Foto: Vinicius Rodrigo
Assis (SP) — Em diferentes momentos, ruas e bairros mais afastados de Assis foram surpreendidos por uma presença pouco comum: uma Kombi colorida que chega, estaciona e, em poucos minutos, transforma o espaço público em palco, picadeiro, cinema e lugar de encontro.
É assim que a Cia Atitude Teatro, por meio dos projetos Kombi no Circo e Cine Kombinha, vem construindo sua trajetória itinerante. A bordo do veículo adaptado, os artistas Fernando Cavallari e Roxane Souza Cavallari, os palhaços Panela e Tampa, percorrem bairros levando circo, cinema, oficinas, e a arte do brincar diretamente para as comunidades.
Em Assis, as apresentações já passaram por diferentes regiões da cidade, incluindo bairros mais distantes e áreas periféricas, aproximando a cultura de moradores que nem sempre têm facilidade para acessar os equipamentos culturais localizados nas regiões centrais.
A arte que chega à porta de casa
A proposta é simples, mas provoca uma transformação imediata na rotina dos bairros.
A Kombi chega à comunidade e, enquanto os artistas organizam o espaço, a movimentação começa. Uma buzina, uma brincadeira, uma intervenção dos palhaços e, pouco a pouco, as portas das casas se abrem.
As crianças são geralmente as primeiras a aparecer. Depois chegam pais, avós e moradores que, muitas vezes, saem de casa apenas para descobrir o que está acontecendo na rua.
O que antes era apenas uma rua do bairro ganha outro significado. O asfalto vira picadeiro, o local se transforma em espaço cultural e a vizinhança passa a compartilhar um momento de convivência.
No trabalho de Tampa e Panela, o público não é apenas espectador. A brincadeira, a interação e o encontro fazem parte da experiência.
No Kombi no Circo, o veículo se transforma em um verdadeiro circo sobre rodas, com palhaçaria, brincadeiras, números circenses, equilíbrio, malabares, fantoches e interação com o público.
Já o Cine Kombinha amplia essa proposta e transforma a Kombi em uma sala de cinema itinerante, levando produções audiovisuais para espaços onde nem sempre existe uma sala de exibição disponível.
É uma maneira de fazer diferentes linguagens artísticas viajarem juntas e chegarem diretamente às comunidades.
O circo que vai onde o público está
Para os artistas Fernando Cavallari e Roxane Souza Cavallari a itinerância não é apenas uma forma de deslocamento.
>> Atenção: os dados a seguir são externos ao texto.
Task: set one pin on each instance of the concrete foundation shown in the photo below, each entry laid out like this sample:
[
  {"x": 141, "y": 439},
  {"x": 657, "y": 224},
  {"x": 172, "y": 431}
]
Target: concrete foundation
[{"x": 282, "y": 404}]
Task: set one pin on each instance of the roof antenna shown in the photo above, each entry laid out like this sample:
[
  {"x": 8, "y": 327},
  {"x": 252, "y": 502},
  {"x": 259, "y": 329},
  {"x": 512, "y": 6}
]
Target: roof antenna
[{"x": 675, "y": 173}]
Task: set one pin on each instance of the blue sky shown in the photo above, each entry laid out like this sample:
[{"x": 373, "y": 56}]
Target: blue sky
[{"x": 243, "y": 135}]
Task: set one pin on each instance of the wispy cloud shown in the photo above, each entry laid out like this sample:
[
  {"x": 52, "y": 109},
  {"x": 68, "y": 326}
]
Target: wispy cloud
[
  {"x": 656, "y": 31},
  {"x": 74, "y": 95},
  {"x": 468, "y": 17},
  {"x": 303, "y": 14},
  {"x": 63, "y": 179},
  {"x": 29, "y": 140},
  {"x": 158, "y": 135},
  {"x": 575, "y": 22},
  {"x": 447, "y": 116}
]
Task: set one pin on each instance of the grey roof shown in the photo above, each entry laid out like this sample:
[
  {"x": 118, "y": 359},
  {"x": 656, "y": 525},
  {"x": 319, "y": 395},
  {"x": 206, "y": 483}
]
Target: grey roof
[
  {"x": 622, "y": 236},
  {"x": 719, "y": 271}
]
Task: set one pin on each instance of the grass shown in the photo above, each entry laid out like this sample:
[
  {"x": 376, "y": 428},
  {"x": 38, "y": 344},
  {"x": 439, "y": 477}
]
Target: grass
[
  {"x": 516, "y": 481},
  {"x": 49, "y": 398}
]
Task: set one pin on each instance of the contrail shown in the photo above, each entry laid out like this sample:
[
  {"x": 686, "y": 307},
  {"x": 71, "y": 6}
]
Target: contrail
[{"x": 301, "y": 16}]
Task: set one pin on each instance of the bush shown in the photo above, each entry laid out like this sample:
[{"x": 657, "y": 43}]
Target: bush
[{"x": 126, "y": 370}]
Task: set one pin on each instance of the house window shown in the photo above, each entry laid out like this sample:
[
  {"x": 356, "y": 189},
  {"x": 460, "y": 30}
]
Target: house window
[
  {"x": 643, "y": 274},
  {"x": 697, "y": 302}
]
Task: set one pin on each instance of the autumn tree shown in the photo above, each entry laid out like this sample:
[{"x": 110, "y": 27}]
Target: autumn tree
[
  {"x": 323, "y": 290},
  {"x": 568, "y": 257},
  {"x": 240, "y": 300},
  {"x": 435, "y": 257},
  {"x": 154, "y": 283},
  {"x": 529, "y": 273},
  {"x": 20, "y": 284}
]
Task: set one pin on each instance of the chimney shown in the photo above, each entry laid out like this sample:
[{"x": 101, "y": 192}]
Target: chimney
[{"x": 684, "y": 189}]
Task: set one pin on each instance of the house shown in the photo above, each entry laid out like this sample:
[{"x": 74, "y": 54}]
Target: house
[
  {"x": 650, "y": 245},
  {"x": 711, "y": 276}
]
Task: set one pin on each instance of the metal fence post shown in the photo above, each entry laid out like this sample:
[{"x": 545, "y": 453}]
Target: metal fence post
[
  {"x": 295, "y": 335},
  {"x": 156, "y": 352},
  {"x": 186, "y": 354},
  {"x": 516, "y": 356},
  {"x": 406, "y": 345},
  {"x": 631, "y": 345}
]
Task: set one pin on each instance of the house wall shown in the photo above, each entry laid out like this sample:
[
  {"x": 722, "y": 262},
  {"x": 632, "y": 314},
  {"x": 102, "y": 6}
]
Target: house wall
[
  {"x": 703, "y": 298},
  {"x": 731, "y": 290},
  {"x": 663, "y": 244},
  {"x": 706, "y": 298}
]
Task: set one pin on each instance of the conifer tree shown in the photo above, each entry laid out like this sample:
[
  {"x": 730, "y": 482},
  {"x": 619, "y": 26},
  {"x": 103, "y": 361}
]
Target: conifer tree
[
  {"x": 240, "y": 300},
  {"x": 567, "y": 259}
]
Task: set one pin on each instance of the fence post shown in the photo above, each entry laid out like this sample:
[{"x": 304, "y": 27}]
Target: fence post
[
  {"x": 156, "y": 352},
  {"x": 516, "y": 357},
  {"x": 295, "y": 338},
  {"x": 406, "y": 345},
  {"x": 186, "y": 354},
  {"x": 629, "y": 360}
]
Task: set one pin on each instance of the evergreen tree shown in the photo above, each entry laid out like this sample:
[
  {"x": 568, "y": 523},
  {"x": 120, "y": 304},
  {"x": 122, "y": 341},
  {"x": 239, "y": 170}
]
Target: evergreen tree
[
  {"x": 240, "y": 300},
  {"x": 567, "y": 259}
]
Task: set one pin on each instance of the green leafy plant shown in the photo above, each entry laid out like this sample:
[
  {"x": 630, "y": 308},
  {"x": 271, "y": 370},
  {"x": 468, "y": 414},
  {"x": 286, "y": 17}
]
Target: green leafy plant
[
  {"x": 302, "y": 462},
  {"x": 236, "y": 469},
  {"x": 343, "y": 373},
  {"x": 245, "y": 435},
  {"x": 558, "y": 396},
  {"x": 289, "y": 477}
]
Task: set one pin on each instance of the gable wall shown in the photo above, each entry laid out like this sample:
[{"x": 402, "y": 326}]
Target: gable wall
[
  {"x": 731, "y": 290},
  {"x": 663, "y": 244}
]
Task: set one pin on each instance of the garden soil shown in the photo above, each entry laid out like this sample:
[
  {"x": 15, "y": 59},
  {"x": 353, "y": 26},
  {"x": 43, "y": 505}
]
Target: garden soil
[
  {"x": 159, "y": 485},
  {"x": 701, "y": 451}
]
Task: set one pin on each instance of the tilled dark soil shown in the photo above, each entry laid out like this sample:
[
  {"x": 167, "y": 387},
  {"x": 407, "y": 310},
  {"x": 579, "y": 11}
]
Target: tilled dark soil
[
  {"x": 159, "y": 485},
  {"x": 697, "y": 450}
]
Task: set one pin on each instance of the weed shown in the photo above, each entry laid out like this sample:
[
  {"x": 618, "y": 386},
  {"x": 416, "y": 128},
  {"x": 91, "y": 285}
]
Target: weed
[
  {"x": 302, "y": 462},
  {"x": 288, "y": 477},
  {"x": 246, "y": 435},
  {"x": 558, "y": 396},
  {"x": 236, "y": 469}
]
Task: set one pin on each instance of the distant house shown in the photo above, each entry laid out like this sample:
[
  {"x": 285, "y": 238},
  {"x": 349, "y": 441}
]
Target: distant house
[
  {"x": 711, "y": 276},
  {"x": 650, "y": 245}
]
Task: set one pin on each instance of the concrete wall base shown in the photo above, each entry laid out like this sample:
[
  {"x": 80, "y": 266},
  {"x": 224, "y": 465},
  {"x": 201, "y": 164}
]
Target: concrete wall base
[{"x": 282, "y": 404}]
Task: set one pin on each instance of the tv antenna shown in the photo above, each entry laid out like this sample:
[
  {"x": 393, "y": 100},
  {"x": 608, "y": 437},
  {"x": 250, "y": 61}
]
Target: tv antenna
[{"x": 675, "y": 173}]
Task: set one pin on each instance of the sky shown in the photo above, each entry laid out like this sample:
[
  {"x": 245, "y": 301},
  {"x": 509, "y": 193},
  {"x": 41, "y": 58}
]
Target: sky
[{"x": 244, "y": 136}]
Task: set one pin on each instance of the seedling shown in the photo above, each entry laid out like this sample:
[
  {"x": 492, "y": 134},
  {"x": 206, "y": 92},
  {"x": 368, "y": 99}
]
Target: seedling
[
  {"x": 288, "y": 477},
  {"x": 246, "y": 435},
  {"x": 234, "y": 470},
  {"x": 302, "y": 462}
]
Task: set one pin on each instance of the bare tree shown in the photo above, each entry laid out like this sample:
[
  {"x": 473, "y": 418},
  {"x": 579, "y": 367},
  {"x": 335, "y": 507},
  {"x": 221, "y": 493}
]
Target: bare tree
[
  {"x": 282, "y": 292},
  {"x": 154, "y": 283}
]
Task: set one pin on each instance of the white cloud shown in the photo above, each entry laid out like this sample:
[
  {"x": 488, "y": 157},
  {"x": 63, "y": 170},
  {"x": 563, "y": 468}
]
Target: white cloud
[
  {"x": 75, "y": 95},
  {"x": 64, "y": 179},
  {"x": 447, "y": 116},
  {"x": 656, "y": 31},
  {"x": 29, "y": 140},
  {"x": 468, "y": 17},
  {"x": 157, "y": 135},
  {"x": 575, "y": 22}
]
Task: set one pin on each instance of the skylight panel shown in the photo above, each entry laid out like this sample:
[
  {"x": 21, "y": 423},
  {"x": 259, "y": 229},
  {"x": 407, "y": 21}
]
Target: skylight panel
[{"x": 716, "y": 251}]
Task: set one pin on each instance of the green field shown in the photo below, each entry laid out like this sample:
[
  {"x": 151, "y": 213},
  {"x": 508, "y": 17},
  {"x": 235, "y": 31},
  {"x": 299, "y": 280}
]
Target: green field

É parte da própria identidade do trabalho.
Em vez de esperar que o público consiga se deslocar até um teatro, cinema ou espaço cultural, os artistas fazem o caminho inverso.
A Kombi vai até os bairros, comunidades, praças e espaços públicos.
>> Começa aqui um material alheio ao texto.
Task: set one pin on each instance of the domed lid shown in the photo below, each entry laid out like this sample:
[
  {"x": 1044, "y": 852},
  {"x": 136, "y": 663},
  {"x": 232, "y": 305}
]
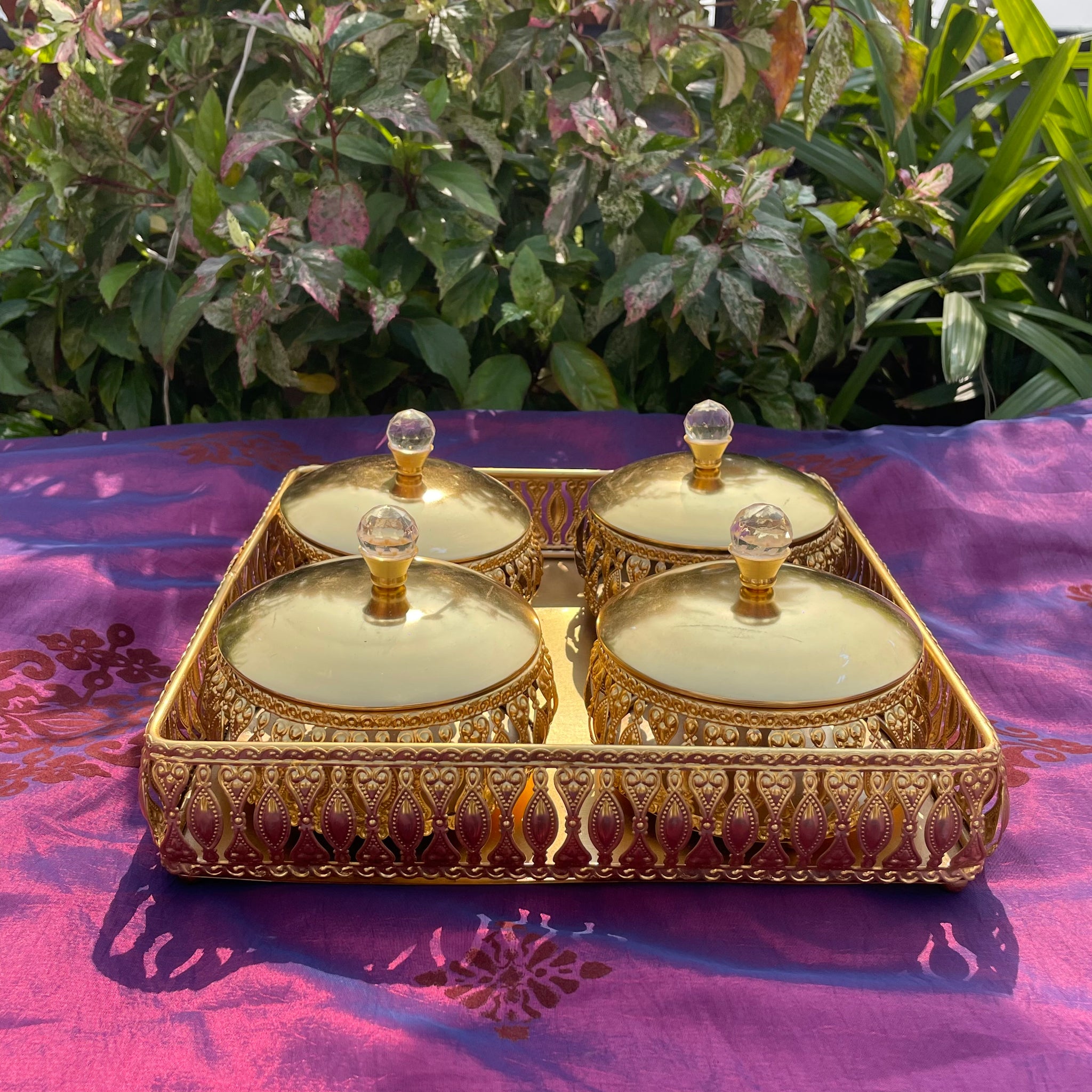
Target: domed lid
[
  {"x": 741, "y": 632},
  {"x": 404, "y": 636},
  {"x": 463, "y": 515},
  {"x": 688, "y": 501}
]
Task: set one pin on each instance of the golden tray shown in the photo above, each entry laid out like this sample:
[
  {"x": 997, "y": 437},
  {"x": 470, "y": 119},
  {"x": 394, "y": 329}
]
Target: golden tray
[{"x": 567, "y": 809}]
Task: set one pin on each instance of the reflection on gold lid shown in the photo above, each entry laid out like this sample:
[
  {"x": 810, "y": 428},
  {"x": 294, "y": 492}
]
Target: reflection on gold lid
[
  {"x": 314, "y": 636},
  {"x": 659, "y": 499},
  {"x": 818, "y": 640}
]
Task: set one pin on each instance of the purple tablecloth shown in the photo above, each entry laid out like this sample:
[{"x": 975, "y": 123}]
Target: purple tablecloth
[{"x": 115, "y": 975}]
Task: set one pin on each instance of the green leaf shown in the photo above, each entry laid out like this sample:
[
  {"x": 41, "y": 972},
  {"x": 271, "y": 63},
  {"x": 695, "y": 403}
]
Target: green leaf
[
  {"x": 13, "y": 364},
  {"x": 841, "y": 165},
  {"x": 206, "y": 207},
  {"x": 901, "y": 63},
  {"x": 463, "y": 184},
  {"x": 511, "y": 47},
  {"x": 693, "y": 264},
  {"x": 1073, "y": 175},
  {"x": 445, "y": 351},
  {"x": 852, "y": 388},
  {"x": 115, "y": 279},
  {"x": 11, "y": 309},
  {"x": 582, "y": 377},
  {"x": 470, "y": 300},
  {"x": 990, "y": 219},
  {"x": 499, "y": 382},
  {"x": 186, "y": 310},
  {"x": 109, "y": 376},
  {"x": 21, "y": 208},
  {"x": 880, "y": 308},
  {"x": 1063, "y": 318},
  {"x": 647, "y": 281},
  {"x": 959, "y": 34},
  {"x": 741, "y": 304},
  {"x": 989, "y": 263},
  {"x": 779, "y": 410},
  {"x": 1045, "y": 389},
  {"x": 134, "y": 399},
  {"x": 153, "y": 296},
  {"x": 436, "y": 93},
  {"x": 319, "y": 272},
  {"x": 383, "y": 212},
  {"x": 532, "y": 290},
  {"x": 210, "y": 137},
  {"x": 359, "y": 149},
  {"x": 20, "y": 259},
  {"x": 1058, "y": 352},
  {"x": 772, "y": 261},
  {"x": 1022, "y": 130},
  {"x": 829, "y": 69},
  {"x": 115, "y": 332},
  {"x": 962, "y": 338}
]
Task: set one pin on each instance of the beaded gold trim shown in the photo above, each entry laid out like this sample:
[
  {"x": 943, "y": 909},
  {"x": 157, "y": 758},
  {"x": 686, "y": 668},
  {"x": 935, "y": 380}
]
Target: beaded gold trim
[
  {"x": 519, "y": 711},
  {"x": 626, "y": 710}
]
Essa escolha ganha ainda mais importância quando a atividade acontece em regiões mais afastadas dos centros urbanos, onde a oferta de atividades culturais pode ser menor.
“Você chegar e ser surpreendido de forma inesperada na sua comunidade, eles montam tudo ali e, de repente, o espetáculo acontece. Em um dia da semana, a magia toma conta da rua e os olhos das crianças brilham.”
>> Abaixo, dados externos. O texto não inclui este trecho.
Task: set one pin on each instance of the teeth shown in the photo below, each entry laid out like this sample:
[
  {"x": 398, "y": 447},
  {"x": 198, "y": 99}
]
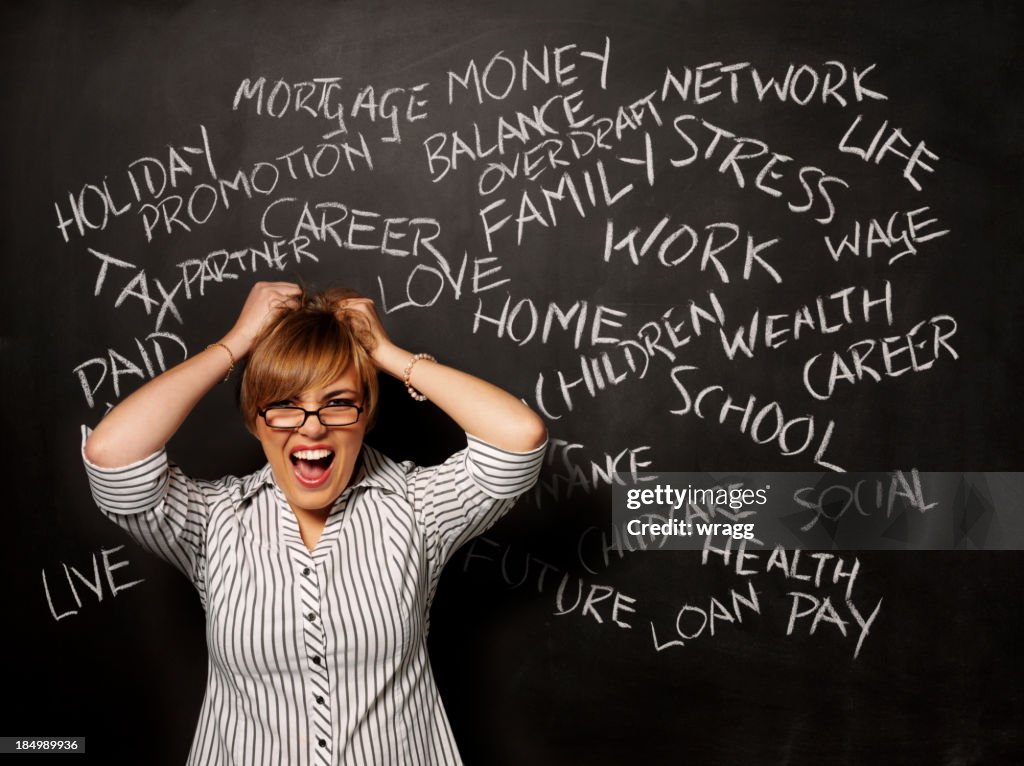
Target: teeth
[{"x": 311, "y": 454}]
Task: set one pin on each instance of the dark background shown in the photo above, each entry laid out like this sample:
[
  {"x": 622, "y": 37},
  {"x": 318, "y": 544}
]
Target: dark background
[{"x": 89, "y": 87}]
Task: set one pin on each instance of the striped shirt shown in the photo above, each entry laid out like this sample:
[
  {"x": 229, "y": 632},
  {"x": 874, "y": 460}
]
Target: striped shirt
[{"x": 317, "y": 657}]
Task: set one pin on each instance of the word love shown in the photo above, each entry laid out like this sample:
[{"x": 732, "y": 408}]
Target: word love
[{"x": 93, "y": 582}]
A percepção é do morador Clayton, que acompanhou uma das apresentações realizadas pela companhia.
Uma trajetória construída na estrada
A história começou em 2008 e foi construída a partir da circulação de seus artistas e da busca por novos espaços para o encontro com o público.
Fernando e Roxane fizeram da estrada parte de sua trajetória artística. A Kombi passou a ser muito mais do que um veículo: tornou-se palco, picadeiro, cinema e símbolo de uma cultura que se movimenta.
Ao longo dos anos, o trabalho itinerante passou por diferentes cidades e espaços, aproximando teatro, circo, literatura e audiovisual de crianças, famílias e comunidades.
Em Assis, essa trajetória ganhou as ruas e os bairros da cidade, mostrando que uma apresentação cultural não precisa necessariamente acontecer dentro de um teatro.